This one was something of an exercise in how to refurbish a bike without making it look refurbished.

The longer I go on bike restoring, the more I like to take the softly softly approach, at least with bikes that are in original condition. I don’t see the point in repainting and re-chroming things unless there’s a very, very, good reason for it. So often the new bit will look out of place..

Of course I always like to make sure that everything is working as well as possible mechanically, as that’s half the pleasure of riding a bike.

There are a few things I like to do cosmetically like neutralising the worst rust, brightening up the paintwork, chrome, or alloy – in this case I merely applied a liquid wax to the paintwork so as not to damage the hand lining. On a bike that will be garaged and well maintained, a small amount of surface rust can be tolerated.

It’s a slight shame the head and seat tube decals have almost disappeared on this bike. Sometimes I will clear-coat the decals to prevent further deterioration. Stencilled or hand-painted graphics such as on the down tube generally last better than old decals.

i think it looked better dried out !

i think it looked better dried out !

Mechanically speaking, the steering head was overhauled with new 1/8″ loose bearings, the bottom bracket was re-assembled with new 1/4″ bearings. New cones and 3/16″ bearings were fitted to the ‘new’ front hub shell, and then the rear coaster brake hub was overhauled.

the 'new' hub

the ‘new’ hub

Thanks to good sealing on the old coaster hubs the bearings are usually in good shape, with the common exception being the bearings that run inside the outer drive screw of the coaster brake. As these only operate when the sprocket turns they’re not super critical, and I have replaced the pitted caged bearings with loose new ones sometimes, if needed.

something old, something older

something old, something older

I had to change the chain set as the right hand crank was bent, so I used the one off ‘loopy’. Finally a new chain and rear track cog – 19T. Bikes with chain guards need a good gap between the crank and chainwheel and not all cottered cranks are suitable.

reversed surly cog & a lock ring

reversed surly cog & a lock ring

Though it probably doesn’t appear so, I dismantled the wheels and re-spoked them. I used the original spokes to rebuild them so that they still look authentic ( Plus, 312mm spokes aren’t that easy to find anymore ! ).
It’s also much easier to clean dismantled wheels than built ones and I find the result makes the extra time worthwhile.
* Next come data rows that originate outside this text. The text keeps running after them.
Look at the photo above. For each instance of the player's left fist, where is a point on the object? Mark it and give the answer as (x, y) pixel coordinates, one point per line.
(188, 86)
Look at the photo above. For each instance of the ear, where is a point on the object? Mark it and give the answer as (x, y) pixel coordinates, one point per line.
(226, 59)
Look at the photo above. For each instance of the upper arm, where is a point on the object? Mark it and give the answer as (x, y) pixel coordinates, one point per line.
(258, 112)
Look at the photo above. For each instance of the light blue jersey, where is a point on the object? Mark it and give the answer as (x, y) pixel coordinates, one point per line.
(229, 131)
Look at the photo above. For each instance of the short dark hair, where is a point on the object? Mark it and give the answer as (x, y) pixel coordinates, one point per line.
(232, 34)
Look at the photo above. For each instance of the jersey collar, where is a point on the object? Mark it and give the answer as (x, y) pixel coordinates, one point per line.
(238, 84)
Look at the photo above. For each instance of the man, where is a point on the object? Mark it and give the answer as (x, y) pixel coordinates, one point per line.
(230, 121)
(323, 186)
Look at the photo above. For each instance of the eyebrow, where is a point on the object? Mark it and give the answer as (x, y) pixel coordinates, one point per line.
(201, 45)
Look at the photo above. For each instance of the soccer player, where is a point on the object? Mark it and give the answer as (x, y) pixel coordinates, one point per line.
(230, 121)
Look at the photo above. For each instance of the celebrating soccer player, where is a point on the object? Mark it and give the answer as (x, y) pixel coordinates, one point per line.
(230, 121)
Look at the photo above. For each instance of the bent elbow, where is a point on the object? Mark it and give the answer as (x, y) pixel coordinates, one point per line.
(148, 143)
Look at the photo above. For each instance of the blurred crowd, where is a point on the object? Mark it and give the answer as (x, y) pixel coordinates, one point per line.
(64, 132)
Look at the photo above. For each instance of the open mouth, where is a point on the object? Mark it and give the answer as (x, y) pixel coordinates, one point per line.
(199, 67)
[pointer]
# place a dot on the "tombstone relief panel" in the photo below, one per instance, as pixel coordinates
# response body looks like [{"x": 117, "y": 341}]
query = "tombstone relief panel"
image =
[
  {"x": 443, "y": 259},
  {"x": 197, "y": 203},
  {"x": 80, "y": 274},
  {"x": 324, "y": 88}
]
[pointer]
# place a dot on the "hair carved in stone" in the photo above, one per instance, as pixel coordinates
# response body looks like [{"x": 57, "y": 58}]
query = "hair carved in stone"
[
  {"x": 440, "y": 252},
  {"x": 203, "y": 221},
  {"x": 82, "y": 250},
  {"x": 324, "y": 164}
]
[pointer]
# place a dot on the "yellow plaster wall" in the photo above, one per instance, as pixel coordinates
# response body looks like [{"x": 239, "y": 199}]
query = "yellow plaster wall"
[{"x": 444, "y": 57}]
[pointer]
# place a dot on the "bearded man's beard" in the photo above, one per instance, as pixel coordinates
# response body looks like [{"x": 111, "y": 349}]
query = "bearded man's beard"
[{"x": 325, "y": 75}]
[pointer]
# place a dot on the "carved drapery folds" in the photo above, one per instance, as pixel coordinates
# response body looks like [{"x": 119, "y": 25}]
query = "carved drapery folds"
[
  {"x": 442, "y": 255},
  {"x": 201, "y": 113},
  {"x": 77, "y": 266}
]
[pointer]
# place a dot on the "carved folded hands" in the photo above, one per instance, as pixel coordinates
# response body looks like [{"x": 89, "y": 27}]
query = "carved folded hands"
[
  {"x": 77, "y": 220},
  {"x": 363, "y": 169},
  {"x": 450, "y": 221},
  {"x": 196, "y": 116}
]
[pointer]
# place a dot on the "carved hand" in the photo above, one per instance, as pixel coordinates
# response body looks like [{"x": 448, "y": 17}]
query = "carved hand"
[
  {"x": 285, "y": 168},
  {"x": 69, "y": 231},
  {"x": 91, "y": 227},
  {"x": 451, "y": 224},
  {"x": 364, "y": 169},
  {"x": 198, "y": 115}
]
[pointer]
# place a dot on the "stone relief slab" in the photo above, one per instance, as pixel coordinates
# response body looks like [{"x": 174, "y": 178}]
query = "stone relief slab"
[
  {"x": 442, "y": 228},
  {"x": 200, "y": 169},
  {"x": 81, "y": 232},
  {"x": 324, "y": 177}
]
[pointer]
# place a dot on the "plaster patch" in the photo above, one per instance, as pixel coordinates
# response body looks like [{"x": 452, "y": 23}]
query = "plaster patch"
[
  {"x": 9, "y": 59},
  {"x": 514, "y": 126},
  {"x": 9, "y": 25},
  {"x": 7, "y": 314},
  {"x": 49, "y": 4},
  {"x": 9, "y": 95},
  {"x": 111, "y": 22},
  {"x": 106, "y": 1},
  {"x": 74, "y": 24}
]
Upon cleaning the rims I found they were stamped near the valve holes with “Dunlop” and “Made in Australia”. They seem to be date stamped too, but I can’t make out the numbers.

I decided not to re-fit the front basket as it was broken, and so the bike looked a bit bare when re-assembled. I fitted my grandfather’s old Miller light set ( which should be roughly period authentic ) and I think this gives it just enough decoration along with the de-rusted bell. The lights do work, by the way, and I may fit a rear rack too.

ta-da !

ta-da !

I used plastic zip ties for the lamp wiring so as not to damage the paint with metal clips – not quite authentic, but there you go.

Happy Re-Cycling !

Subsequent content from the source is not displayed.